Must be remembered though that the average western male is probably a fair bit taller (not to mention has more mass to put behind a shot, all those beers add up) than the average Andean mountain man....though they'd be some buff lil blokes that's for sure. wiki says the average Mayan Indian male (for example) was 1.57m, vs the 1.7m fairly typical for males in most other parts of the world. When talking of leverage, rotation and force, length and weight of the lever makes a tremendous difference to the outcome. Even mass... i would expect a machine weighing 100k to have 20 percent more output than one weighing 80kg (in purely abstract terms, of course.It could just have a heavier case in the real world
).
Hill people tend to be shorter, stockier and sturdier with more mass in shoulders and hips, with shorter long bones. Likewise plains/grassland people are typically taller, slimmer, with their bulk more evenly distributed and a tendency towards long, lean bones.
I wouldn't want a batallion of stumpy and talented Andeans to start slinging at me anytime soon... but some equally competent Masai or Pitjanjatjara could be expected to throw just a touch farther than someone 15 or 30cm or more shorter than them, at the very least... surely?
I know not everyone uses metres in a daily sense... most forum software tells me I have spelt metres incorrectly,and spelt too, for that matter... lol... but 50 metres is not very far to throw by hand. A metre is of course more than a yard, but only by 10cm. You need quite a few of em laid end to end before that cumulative difference makes much real difference at all. Perhaps we should adopt a universal measurement just for slingers called the "mard". It's around 95 cm
I just threw 40ish metres with any old rock (no wind for once) and have no background in cricket, baseball, whatever. hated sports as a kid. 50m is about two or three typical aussie suburban home frontages. If you can't land a rock on the roof of the ppl three doors down, you need to be eating more vegetables
A standard cricket pitch is 20m long. Most schoolkids here could easily double that distance, and often do, from the number of balls on roofs near sports fields!
Working in feet does make for some big numbers, but the distance itself doesn't change. I am 6 foot 4 inches. that sounds heaps taller than saying I am 1.94m, and not as tall as 194 cm.
Playing with google earth shows me that my average "stuffing around" sling distance is about a hundred metres, the longest I could actually see the impact of was 160. "plinking" or lightweight shots (if there are people or pets around I keep shot under the 30mm mark, and use a conglomerate so it shatters instead of rebounds) shots fall around the 60, 70 m mark. My accuracy is best between 60 and 90 metres. At 160 I'd be lucky to hit a postcode, haha. My average "trying for distance" is 120m. Somewhere in there between the vagaries of my projectiles and different ways of moving my body is the other 30 or 40 m. Not too unreasonable. As I age and gain skill and middle-aged muscle density I reckon I could average 150 more often than not.
If I can get power and technique balanced, I can hopefully flatten my trajectory quite a bit. A lot of shots must go half as high as they do long, using natural stone I think I need the height to overcome the drag etc.

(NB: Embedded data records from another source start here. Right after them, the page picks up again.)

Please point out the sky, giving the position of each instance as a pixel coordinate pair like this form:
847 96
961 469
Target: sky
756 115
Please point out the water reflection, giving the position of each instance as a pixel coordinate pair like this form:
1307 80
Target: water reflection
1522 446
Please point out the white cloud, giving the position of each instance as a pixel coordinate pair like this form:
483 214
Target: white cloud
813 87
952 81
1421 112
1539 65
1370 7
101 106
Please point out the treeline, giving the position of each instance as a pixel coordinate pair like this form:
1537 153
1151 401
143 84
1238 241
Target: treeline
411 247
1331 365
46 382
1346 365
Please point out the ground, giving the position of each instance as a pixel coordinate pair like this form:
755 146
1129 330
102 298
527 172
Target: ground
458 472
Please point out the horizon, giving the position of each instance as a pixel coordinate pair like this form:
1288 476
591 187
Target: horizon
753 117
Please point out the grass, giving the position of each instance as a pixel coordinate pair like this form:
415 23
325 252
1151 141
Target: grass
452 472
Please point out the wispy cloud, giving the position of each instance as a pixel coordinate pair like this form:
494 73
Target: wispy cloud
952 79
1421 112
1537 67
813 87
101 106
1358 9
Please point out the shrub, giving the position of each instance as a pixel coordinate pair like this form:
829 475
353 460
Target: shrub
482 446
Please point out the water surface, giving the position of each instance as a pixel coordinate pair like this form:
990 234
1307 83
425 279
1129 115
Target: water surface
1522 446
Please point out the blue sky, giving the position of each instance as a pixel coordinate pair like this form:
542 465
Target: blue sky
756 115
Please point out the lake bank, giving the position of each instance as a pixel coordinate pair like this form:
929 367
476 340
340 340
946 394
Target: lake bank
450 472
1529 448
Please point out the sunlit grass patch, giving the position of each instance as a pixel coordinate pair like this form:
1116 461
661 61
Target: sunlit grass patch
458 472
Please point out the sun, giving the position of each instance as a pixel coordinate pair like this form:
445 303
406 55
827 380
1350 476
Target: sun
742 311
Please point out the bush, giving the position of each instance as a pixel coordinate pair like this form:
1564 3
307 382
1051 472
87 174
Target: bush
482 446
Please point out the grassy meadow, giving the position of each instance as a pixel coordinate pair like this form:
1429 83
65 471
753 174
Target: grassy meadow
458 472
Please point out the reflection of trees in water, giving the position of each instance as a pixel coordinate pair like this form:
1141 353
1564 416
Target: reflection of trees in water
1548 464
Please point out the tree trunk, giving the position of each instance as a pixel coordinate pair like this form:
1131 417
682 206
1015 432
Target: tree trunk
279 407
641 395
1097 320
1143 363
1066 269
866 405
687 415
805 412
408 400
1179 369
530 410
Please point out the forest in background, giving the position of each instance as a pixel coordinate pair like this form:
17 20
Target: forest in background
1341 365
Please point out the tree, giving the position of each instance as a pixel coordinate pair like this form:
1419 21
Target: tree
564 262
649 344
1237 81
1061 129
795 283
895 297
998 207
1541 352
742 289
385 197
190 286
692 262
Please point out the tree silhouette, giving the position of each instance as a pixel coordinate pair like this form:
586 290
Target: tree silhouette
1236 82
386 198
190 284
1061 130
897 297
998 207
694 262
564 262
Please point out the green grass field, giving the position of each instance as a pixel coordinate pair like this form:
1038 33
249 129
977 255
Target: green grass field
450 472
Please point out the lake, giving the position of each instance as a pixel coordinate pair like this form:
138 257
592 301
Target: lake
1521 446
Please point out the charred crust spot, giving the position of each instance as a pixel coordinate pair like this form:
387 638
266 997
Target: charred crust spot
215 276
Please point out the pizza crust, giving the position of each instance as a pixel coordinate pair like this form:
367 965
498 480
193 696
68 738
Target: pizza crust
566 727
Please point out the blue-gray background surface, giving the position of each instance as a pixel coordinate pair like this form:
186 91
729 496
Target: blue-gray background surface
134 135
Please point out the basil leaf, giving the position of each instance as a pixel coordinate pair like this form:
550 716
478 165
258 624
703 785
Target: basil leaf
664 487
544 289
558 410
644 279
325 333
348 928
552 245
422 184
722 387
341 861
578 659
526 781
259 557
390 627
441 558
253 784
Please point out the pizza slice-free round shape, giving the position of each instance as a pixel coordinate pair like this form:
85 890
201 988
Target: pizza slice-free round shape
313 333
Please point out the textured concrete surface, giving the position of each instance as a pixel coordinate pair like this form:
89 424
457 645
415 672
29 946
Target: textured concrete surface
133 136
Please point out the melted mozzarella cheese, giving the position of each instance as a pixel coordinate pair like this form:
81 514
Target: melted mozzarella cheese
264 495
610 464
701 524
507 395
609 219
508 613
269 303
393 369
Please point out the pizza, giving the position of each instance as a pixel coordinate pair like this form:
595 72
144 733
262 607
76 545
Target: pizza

Distance becomes harder exponentially... anyone can throw to 10m, sometimes accidentally
. 50, probably. 80, with some practice. 100 , with time and oomph enough. much past that you enter the realm I think of "wow, I nailed that one! now what did I do differently that time? doh!". I cannot reliable belt em out to 160m, but then the poll did ask for longest, not average.
I'd say anyone that can hit the side of a bus at 100m is doing extremely well, likewise any shots that land within a few shorts steps of each other or that just make you feel good should be sources of pride. If I was 5 feet tall I think I'd be average 120 at the absolute outside, newb that I am.